What's Behind the White House Staff Shake-Up?
April 19, 2006 — -- Republicans have been urging the president to shake up his staff. Now he has given them what they want. Or has he?
We won't know until the staff changes are complete, and until a new Bush agenda has been unveiled. But for now, Bush has quieted some of his in-party critics.
One Republican consultant, who did not want to be named, told ABC News, "Look, he has at least taken some important first steps. ...These changes have given the impression of new energy. We needed that. I just hope there is sufficient follow-through to keep up the energy."
The change most people will notice is the impending departure of press secretary Scott McClellan. No one, with the possible exception of the president, spends more time on TV expounding the White House line on whatever the subject of the day is.

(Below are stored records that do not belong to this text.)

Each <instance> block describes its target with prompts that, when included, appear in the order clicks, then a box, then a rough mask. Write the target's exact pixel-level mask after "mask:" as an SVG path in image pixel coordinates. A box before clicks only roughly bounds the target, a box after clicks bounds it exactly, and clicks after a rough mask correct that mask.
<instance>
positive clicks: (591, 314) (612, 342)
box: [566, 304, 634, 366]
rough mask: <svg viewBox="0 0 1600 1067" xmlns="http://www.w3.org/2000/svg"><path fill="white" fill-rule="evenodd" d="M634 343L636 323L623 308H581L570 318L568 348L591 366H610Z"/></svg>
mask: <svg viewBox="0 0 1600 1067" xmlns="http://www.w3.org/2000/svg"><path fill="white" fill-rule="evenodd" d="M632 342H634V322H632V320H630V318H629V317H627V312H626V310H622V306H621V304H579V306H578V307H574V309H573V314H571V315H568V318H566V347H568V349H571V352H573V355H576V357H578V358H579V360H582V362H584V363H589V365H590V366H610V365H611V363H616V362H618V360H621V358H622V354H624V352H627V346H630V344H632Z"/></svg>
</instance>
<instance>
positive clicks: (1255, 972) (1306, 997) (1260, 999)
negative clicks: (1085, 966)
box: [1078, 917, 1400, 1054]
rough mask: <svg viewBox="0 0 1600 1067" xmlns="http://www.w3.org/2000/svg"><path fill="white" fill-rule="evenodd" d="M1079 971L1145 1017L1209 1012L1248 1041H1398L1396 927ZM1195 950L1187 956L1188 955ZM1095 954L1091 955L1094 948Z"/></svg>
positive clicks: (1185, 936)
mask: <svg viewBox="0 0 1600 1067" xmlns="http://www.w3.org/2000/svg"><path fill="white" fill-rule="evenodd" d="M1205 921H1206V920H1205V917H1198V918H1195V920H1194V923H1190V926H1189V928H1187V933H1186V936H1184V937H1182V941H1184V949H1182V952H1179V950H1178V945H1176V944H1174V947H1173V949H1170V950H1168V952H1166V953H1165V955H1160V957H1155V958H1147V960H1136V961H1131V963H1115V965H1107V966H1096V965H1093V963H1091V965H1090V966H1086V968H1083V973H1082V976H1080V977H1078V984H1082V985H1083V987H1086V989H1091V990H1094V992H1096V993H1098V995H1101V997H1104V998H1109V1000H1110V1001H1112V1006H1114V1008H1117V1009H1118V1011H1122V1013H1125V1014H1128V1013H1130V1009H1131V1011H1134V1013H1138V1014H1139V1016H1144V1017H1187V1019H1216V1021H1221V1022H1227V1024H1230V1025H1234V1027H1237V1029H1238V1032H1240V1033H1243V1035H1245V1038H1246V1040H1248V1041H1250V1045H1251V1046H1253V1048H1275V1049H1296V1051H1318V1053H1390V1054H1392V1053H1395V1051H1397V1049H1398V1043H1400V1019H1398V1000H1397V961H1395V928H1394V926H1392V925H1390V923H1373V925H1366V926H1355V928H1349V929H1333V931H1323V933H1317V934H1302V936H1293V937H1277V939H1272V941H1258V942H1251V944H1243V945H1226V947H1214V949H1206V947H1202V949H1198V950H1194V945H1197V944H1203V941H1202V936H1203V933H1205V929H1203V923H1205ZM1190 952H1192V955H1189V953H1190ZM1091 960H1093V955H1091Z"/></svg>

Privately, a number of Republicans on Capitol Hill wanted him to go. They found McClellan unpersuasive and bland. They also thought his credibility had been damaged after he assured the nation that White House aides knew nothing about the "outing" of CIA official Valerie Plame. When that proved untrue, reporters subjected McClellan to one of the most brutal grillings in recent memory.
While McClellan's credibility may have been damaged, it was not because reporters felt he had purposely lied. Most reporters regard him as a decent man who simply repeated what his superiors told him.
McClellan said he told the president on Monday he would be leaving. It is not clear whether McClellan chose to resign or was pushed. It is widely assumed in Washington that McClellan was given the signal that this might be a good time to find less stressful work.
He will probably also find lucrative employment. Most ex-press secretaries do very well after stepping down as the mouthpiece for the leader of the free world. As McClellan's predecessor, Ari Fleischer, has found, making speeches for hire can be very profitable.
One of the few who didn't make much of an effort to cash in was Marlin Fitzwater, who served George H.W. Bush. He made a brief stab at consulting, and then wrote his memoirs, the most affecting part being his recounting of a hardscrabble Kansas childhood in a dirt-floor house. Fitzwater now lives modestly in eastern Maryland, sometimes casting an acerbic eye toward goings-on inside the beltway. He seems quite content.